My comment just got lost! It was quite long too!!
Oh well, basically I love that you have bought this topic up here. If my original comment turns up - that is good, but I don't think I can write it all again!! All the best and happy ICLW week.
Mon

Lisa said...

I haven't heard this before "Religion gives people bad reasons to be good..." but it resonates with me. I live with doubt, which fluctuates, and sometimes think we could do without organized religion. While I don't doubt their sincerity, I have believed that religion is mostly for people who don't possess internal motivation to think and behave with kindness and generosity. They need someone external to themselves to tell them what is right and wrong and how to act upon that. Organized religions are happy to take over that job for them. That being said, my own parents learned their ethics from being brought up Jewish, and they passed them on to me in much the same way, so perhaps my motivation to be a good person is more about my Jewish background than I think.

Aisha said...

Fascinating post- will definitely be adding you to my google reader (Love ICLW for introducing me to new blogs!). I love when they say we will focus on all holidays when my holiday of Eid (I'm Muslim) is rarely covered. . . one school I went to just did "Christmas around the world" and called it a day. I think like ou pointed out, education about the holidays are important and its okay. . . but indoctrination is not. . . I hope that you won't have to see those sort of issues for your child. Its something as a minority faith I worry about as well in the school system.

Calmly Chaotic said...

Thank you for visiting my blog!

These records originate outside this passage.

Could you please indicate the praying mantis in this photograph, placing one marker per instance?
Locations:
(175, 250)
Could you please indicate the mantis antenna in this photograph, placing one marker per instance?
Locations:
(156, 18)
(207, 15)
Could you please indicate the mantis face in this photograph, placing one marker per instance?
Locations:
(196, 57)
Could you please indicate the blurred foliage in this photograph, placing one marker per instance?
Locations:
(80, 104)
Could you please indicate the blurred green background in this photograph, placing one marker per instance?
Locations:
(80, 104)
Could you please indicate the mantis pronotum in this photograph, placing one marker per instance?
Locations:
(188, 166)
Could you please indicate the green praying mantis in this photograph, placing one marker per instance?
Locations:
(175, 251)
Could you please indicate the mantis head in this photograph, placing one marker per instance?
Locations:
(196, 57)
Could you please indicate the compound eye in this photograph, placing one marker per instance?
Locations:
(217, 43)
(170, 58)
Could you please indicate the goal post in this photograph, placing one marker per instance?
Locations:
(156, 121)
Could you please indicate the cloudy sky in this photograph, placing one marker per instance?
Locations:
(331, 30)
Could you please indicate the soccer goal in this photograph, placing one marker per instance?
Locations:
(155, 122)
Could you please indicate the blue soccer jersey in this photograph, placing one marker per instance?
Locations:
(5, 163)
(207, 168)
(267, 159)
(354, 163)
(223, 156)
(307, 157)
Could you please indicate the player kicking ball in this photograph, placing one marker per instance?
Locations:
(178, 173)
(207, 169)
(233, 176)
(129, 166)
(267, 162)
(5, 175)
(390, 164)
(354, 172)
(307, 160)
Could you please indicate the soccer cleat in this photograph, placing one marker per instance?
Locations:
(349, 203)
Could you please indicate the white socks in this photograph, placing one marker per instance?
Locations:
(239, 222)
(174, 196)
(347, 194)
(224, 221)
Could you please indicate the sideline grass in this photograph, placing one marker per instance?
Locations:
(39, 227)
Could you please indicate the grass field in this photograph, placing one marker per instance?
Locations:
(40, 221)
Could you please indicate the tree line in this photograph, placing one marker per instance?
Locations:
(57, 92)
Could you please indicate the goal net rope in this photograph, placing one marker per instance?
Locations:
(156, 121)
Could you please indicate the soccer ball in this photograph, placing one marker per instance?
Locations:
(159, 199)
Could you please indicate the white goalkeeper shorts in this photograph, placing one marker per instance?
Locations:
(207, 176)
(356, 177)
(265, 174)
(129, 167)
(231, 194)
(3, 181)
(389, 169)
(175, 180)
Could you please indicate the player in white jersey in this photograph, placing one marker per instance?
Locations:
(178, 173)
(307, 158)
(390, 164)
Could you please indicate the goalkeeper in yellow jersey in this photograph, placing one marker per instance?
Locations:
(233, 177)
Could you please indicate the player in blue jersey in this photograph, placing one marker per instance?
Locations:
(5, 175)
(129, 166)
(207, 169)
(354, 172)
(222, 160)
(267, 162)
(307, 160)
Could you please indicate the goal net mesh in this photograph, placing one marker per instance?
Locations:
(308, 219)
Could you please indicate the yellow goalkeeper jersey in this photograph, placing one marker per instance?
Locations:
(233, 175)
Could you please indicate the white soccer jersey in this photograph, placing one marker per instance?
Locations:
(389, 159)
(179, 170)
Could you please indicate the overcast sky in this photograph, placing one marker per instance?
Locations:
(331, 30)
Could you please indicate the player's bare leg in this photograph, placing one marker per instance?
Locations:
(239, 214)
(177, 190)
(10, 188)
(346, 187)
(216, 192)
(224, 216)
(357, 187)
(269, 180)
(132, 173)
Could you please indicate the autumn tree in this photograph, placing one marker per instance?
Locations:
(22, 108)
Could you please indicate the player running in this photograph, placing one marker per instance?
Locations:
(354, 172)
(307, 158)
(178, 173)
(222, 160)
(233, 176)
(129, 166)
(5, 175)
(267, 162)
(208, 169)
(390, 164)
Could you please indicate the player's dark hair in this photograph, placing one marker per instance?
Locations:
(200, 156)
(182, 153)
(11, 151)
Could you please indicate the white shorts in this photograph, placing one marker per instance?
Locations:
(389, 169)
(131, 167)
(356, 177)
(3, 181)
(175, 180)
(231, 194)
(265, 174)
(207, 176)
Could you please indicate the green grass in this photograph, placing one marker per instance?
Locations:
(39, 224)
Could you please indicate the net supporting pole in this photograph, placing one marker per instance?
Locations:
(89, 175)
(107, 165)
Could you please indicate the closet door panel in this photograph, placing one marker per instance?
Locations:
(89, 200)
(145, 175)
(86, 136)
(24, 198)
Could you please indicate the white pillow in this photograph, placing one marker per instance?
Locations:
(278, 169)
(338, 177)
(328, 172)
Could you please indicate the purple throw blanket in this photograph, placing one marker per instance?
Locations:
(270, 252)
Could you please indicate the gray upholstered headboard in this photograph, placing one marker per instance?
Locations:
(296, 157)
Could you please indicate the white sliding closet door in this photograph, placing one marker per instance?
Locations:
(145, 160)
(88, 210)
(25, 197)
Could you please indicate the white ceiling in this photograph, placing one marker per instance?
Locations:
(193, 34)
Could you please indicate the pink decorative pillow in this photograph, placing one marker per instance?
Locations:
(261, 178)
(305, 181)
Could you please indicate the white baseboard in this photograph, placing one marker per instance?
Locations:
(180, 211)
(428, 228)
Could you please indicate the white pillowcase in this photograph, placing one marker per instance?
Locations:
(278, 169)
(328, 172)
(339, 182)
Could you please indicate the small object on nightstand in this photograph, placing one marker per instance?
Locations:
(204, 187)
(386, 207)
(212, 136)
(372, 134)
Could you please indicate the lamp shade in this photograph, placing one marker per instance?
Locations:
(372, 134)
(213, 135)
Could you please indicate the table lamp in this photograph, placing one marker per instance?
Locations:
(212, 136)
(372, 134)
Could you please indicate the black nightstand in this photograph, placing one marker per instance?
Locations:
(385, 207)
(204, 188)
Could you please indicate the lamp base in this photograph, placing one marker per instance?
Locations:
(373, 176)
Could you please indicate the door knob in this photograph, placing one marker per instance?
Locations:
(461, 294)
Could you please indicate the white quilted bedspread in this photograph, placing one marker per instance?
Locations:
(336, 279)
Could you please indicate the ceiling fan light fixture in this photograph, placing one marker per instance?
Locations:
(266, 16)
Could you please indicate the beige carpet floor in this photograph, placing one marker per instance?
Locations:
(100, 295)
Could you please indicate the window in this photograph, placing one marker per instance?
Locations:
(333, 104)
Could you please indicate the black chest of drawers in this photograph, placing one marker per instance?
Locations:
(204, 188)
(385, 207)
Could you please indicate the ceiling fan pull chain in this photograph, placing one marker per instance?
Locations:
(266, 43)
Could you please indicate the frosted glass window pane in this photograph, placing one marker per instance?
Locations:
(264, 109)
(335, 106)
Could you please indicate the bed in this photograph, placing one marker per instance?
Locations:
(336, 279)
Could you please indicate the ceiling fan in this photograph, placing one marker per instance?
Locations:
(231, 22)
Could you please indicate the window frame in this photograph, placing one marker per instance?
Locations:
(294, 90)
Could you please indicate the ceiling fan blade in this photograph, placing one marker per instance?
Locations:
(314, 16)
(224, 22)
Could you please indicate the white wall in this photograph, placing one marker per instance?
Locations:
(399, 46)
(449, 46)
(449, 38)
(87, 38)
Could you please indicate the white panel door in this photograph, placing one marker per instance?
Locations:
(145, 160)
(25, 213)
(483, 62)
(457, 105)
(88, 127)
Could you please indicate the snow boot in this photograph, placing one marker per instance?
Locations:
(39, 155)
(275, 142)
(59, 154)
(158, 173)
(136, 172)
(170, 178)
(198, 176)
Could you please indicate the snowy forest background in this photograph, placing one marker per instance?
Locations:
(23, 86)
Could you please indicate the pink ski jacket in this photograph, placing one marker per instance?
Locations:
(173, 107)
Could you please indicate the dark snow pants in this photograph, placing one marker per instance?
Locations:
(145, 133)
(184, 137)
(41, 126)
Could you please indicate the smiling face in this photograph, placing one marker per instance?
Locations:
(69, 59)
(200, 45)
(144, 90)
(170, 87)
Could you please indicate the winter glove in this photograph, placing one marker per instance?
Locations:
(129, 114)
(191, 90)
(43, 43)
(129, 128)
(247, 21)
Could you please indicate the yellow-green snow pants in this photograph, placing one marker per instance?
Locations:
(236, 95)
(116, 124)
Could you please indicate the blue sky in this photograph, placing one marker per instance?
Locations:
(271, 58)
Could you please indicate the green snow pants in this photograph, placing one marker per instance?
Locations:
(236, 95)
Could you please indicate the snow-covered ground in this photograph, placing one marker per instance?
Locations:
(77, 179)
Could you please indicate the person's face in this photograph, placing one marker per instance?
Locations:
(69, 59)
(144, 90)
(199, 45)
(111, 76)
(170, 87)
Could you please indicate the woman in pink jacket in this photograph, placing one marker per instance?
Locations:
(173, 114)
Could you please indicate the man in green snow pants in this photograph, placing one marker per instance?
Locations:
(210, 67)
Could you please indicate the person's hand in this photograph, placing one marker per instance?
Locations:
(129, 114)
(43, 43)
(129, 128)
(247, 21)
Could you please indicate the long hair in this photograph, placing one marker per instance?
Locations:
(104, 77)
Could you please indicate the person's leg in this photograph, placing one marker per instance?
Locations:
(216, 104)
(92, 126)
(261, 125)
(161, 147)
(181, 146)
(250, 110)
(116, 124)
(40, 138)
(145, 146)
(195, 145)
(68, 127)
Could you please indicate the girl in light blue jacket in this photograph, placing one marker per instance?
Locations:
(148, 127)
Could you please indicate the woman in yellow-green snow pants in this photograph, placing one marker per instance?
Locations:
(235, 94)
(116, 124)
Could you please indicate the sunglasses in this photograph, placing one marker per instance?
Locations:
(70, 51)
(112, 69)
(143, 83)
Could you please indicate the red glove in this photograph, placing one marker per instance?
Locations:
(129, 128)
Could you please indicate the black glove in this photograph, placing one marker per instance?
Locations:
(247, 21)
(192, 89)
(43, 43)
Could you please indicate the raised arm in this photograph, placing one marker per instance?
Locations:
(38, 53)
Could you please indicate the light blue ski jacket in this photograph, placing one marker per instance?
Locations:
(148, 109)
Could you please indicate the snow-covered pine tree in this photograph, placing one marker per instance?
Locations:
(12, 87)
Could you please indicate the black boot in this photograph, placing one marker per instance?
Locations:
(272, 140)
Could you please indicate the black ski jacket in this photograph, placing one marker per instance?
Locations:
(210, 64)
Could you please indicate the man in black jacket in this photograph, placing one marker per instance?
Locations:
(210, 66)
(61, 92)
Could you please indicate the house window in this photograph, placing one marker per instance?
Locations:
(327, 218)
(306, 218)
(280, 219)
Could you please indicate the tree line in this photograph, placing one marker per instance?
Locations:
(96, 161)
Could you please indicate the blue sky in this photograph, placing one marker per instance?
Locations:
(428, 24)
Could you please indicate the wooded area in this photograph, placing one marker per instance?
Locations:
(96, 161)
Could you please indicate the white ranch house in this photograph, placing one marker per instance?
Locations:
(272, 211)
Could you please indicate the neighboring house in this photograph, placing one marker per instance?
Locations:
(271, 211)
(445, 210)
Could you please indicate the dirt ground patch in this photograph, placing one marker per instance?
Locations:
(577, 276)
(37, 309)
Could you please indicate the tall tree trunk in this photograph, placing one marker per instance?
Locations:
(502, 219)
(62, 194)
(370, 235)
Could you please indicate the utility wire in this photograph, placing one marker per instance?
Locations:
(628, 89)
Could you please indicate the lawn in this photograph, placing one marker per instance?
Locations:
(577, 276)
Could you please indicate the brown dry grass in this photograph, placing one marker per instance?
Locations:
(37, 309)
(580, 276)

This is an interesting topic and a good one. I too am sort of unsure where I stand on the whole God issue so I can't imagine what to tell a child one day. I look forward to following along!

@jencull (jen) said...

My eldest has started learning about different religions in school. I think it is great that he will learn in this way, I didn't. Hopefully it will encourage more tolerance of the choices people make. Jen.

ICLW

Krissi said...

Interesting...I was raised a lutheran and my mom was very religious and brought my sister and I to church every Sunday. Now that I'm older and wiser, my agnostic husband and the history channel have educated me to the point of feeling like I've been fed this big lie all my life! Oh well...it is hard to know exactly where to draw the line with religion. I'm with you though. I will tell my children my beliefs and let them think for themselves. Happy ICLW! (#72 & 106)

mamafog said...

This is a thought provoking post. My parents were basically agnostic when I was growing up. I remember feeling like everyone had God and we didn’t. They encouraged me to find out my own answers, and at the time it was frustrating. But as I got older I learned to appreciate that they were teaching me to think for myself.

kathleen said...

Good post..My kids all hold different views of religion-which I find fascinating. Well...the youngest hasn't said anything yet-(she is 4) but the others..wow..I like that they hold different viewpoints. We teach them that it isn't up to us to decide for anyone-and that it is important to respect other peoples views.